Left in Church
Deep inside the Wright Trumpet.


Stanley Kurtz

Since repudiating his former pastor, the Reverend Jeremiah A. Wright Jr., at an April 29 news conference, Barack Obama has done everything in his power to minimize the nature of his relationship with Wright. Supposedly, Obama found Wright’s recent and controversial remarks at the National Press Club shocking, unfamiliar, and out-of-character. In fact, we now know that Wright’s controversial remarks were entirely in character, and that regular church attendance, and even limited familiarity with church publications, would have made Wright’s radical views entirely evident. Indeed, a bit of digging now turns up information that makes it next-to-impossible not to conclude that Obama has long been familiar with Wright’s radicalism.

As Obama himself notes in a 2004 newspaper interview, within the constraints of his schedule, he regularly attended weekly services at Wright’s Trinity United Church of Christ. In that interview, Obama characterized his relationship with Wright as that of a “close confidant.” We know that the doctrines of “black-liberation theology” are included in new-member packets, and are taught in new-member classes, which Obama and his wife attended. It now emerges that over the years, Obama has worked closely with Wright on a number of political projects. Finally, we can now conclude that Obama had to have had knowledge of Wright’s radical and highly political church magazine, since Obama himself was interviewed for a 2007 cover story for that publication.

It is clear Obama was aware of Wright’s views; indeed, the specifically political character of Wright’s liberation theology is what drew Obama to Christianity.
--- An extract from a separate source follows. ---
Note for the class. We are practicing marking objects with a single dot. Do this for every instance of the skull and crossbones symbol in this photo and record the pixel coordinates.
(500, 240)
Further, a careful reading of the 2007 run of Trumpet Newsmagazine – a church newspaper (and later a slick, nationally distributed magazine) that Wright founded in 1982 to “preach a message of social justice to those who might not hear it in worship service” — suggests that Wright’s theology and politics have more in common with black-nationalist sources (both Christian and Muslim) than with those of conventional Christianity. In particular, Wright is closely allied with a radical and highly controversial Catholic priest named Michael Pfleger, and with Nation of Islam head Louis Farrakhan. While his specific ties (if any) to Farrakhan are unclear, Barack Obama appears to be very much a part of the broader Wright/Pfleger/Farrakhan theological-political nexus.

Coming to Christianity

In 2006, Barack Obama delivered the keynote address at a conference sponsored by Jim Wallis and the “religious left” magazine Sojourners. Obama spoke of his early sense of personal isolation in the absence of membership in a community of faith. “If not for the particular attributes of the historically black church, I may have accepted that fate,” said Obama. The specifically political character of his new church is what drew Obama out of his skeptical isolation and into religion:

But as the months passed in Chicago, I found myself drawn to the church.

For one thing, I believed and still believe in the power of African-American religious tradition to spur social change. . . . the black church understands in an intimate way the biblical call to feed the hungry and cloth the naked and challenge the powers and principalities. . . . I was able to see faith as more than just a comfort to the weary or a hedge against death; it is an active, palpable agent in the world. It is a source of hope. . . .

It was because of these newfound understandings that I was finally able to walk down the aisle of Trinity United Church of Christ one day and affirm my Christian faith.

In other words, Obama’s membership at Trinity UCC resulted from his familiarity with Wright’s political views. Even Obama’s phrase “challenge the powers and principalities” is a particular favorite of black-liberation theologists.